A group of distinguished authors, including John Grisham, Jonathan Franzen, George Saunders, Jodi Picoult, George R.R. Martin and Elin Hilderbrand have joined the legal battle against OpenAI, claiming that it infringed their copyright by using their books to train its popular chatbot Chatzipity.
"OpenAI's success and profitability is based on massive copyright infringement without a word of permission or the slightest compensation to copyright owners," the complaint said.

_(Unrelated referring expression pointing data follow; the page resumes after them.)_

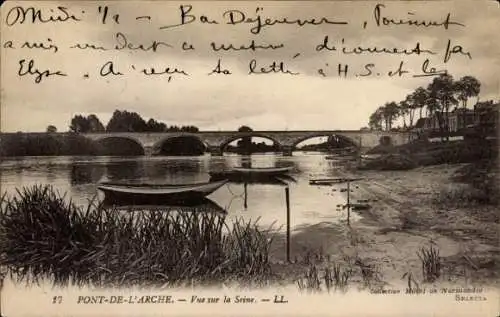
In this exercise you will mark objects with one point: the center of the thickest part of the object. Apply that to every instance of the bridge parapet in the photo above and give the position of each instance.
(215, 141)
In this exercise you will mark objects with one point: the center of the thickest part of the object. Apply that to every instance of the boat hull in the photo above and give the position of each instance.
(157, 194)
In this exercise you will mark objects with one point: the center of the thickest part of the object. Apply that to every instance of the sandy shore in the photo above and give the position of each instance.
(404, 217)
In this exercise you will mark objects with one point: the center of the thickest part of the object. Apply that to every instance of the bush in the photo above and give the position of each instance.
(42, 235)
(46, 144)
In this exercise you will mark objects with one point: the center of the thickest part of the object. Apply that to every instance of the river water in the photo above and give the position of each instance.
(77, 177)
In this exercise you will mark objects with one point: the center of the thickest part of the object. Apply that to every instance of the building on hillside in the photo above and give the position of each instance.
(419, 126)
(459, 119)
(486, 117)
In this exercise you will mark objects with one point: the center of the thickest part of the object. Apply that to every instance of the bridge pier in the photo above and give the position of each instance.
(149, 151)
(215, 150)
(287, 150)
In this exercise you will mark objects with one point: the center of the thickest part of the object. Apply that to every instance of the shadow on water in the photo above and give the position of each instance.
(128, 170)
(81, 174)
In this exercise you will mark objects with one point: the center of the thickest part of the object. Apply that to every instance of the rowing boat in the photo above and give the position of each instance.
(263, 170)
(167, 192)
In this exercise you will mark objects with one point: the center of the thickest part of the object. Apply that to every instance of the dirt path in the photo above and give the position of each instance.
(402, 219)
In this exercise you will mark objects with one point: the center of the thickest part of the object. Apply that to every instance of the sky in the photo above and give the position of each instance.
(307, 101)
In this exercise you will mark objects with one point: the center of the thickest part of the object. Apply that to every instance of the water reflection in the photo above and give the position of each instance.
(129, 170)
(78, 176)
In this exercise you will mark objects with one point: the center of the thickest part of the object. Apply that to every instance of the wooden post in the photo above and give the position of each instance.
(348, 202)
(287, 196)
(245, 204)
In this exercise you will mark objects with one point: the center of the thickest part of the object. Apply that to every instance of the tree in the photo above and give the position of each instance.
(375, 121)
(81, 124)
(465, 88)
(51, 129)
(442, 90)
(95, 125)
(419, 99)
(403, 110)
(155, 126)
(245, 128)
(390, 112)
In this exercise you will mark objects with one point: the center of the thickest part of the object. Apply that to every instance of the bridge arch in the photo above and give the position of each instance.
(120, 146)
(224, 144)
(348, 140)
(180, 145)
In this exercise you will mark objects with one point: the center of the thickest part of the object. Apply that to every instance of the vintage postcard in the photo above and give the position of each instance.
(202, 158)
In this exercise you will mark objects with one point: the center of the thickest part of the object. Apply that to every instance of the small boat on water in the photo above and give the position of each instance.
(263, 170)
(167, 192)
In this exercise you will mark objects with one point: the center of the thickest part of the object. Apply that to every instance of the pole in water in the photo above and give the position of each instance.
(245, 204)
(287, 196)
(348, 202)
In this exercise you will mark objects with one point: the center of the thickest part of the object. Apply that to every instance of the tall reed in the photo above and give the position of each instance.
(42, 235)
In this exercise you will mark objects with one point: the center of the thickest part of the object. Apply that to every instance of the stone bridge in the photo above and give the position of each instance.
(216, 141)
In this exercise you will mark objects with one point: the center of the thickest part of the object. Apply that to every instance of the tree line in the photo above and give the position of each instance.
(121, 121)
(440, 96)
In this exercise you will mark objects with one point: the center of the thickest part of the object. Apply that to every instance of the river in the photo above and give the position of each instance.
(77, 177)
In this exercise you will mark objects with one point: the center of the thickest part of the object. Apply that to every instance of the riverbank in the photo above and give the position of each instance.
(425, 207)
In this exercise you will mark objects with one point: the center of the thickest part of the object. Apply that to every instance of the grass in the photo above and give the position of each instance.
(431, 263)
(42, 235)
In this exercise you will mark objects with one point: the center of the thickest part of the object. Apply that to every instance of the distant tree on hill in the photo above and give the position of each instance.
(81, 124)
(125, 121)
(245, 128)
(95, 124)
(155, 126)
(51, 129)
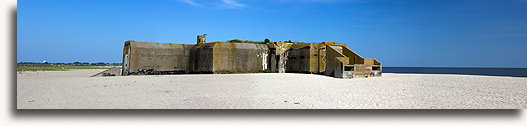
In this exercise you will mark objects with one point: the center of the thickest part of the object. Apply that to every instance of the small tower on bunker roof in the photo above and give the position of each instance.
(201, 39)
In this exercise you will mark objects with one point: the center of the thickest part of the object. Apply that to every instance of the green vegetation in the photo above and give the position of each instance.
(57, 68)
(245, 41)
(234, 71)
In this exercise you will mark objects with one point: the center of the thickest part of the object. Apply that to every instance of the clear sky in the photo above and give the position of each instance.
(412, 33)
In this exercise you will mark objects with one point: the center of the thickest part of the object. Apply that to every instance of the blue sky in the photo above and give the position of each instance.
(413, 33)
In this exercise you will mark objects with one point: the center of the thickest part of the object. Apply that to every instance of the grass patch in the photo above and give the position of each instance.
(58, 68)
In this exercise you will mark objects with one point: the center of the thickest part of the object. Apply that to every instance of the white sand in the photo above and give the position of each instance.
(76, 90)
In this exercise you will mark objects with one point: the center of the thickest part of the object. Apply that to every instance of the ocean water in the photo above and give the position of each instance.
(513, 72)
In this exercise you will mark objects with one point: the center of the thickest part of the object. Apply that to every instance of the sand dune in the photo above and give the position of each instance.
(75, 89)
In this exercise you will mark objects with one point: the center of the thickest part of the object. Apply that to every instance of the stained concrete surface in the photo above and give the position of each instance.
(76, 90)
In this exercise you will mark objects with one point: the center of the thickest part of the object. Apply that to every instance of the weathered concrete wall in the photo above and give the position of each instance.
(157, 56)
(202, 58)
(330, 58)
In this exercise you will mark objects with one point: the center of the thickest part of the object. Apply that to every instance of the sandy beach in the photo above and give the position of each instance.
(75, 89)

The lawsuit, which was filed in the United States District Court for the Southern District of New York, says that while OpenAI doesn't publicly disclose what stuff it uses to train its models, the company has admitted that it used copyrighted material.
The complaint also states that OpenAI's Chatjipity is capable of producing book summaries that include details not available in reviews or elsewhere online, suggesting that the underlying program was loading the books in their entirety.
An OpenAI spokesperson said the company respects authors' rights and is "in productive discussions with many creators around the world, including the Authors Guild."
Society of Authors executive director Mary Rosenberger said authors "must be able to control whether and how their works are used by generative artificial intelligence" to "preserve literature".
In addition to Microsoft-backed OpenAI, similar lawsuits are pending against Meta Platform and Stable AI over data used to train their AI systems.